The Theory of Nothing

How has the integrated circuit changed the world?

How has the integrated circuit changed the world?

This is a continuation of the post about the transistor. The integrated circuit is just a progression from the transistor when these wondrous electronic gadgets were made more efficiently by putting several of them on a single slab of silicon. Someone got the brilliant idea of combining many transistor elements on one wafer of silicon by coating them with photoresist and using microphotography to image a complete circuit, which today include a calculator, microprocessor, memory bank, GPS processor, TV circuit, and appliance control circuit.

Jack Kirby at Texas Instruments made the first working integrated circuit in July 1958, but it wasn’t to well into the sixties that practical circuits were made. They were essentially just curiosities back then.

One of the main problems in the manufacturing of an integrated circuit is producing a pure silicon crystal cylinder of sufficient size and then slicing it into thin round wafers that are flat to the wavelength of light. The next problem is the method of coating a high-resolution photoresist (a mixture that contains a small chain polymer dissolved in a solvent) on the wafer with no defects (bubbles, dirt, or unevenness). A photoresist is what its name suggests. It’s a film layer that hardens when exposed to ultraviolet light so that the unexposed areas can be washed away to leave a solid image.

The manufacture of integrated circuits is automated and done in a clean room. Anyone that goes into the room has to wear suits that cover everything but his or her face and be subjected to an air shower to remove contaminating dust or dirt.

A high-resolution negative with the microcircuit design is exposed using a precise imaging camera onto the photoresist layer and then a solvent is used to remove the unexposed areas. The wafer is then subjected to doping to produce the proper transistor type and orientation. There are more advanced methods of developing the exposed photoresist, one of which is using plasma in a vacuum to erode the unexposed areas out of the wafer. Also, this photoresist method is used to create interconnecting wiring using vacuum copper depositing.

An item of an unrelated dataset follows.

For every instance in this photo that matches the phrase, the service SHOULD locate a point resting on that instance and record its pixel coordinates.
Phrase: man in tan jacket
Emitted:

Most modern integrated circuits require multiple exposure steps, all requiring high precision and absolutely clean methods. After the exposing and doping processes are completed, the individual rectangular chips are cut from the wafer using an amazing rotating blade and then automatically soldered to the leads in a plastic package with pins that we call a chip.

Recently, 300 mm diameter wafers are being used; element size has been reduced to 32 nanometers or less; and yields have increased to cut the cost of manufacturing.

Most integrated circuits are installed in thin inline packages, which allow for a high pin count and a very small size. Think of how small the processor in your smart phone is. This is only possible because of the amazing advances that have been made in integrated circuit manufacturing.

Integrated circuits are used in many devices and systems, including computers, cellular phones, appliances, automobiles, GPS devices, digital watches, MP3 players, military weapons systems, and a host of other things we don’t even think about. Thanks to some very clever people, we have these wondrous devices that would have been considered science fiction only a few decades ago.

Thanks for reading.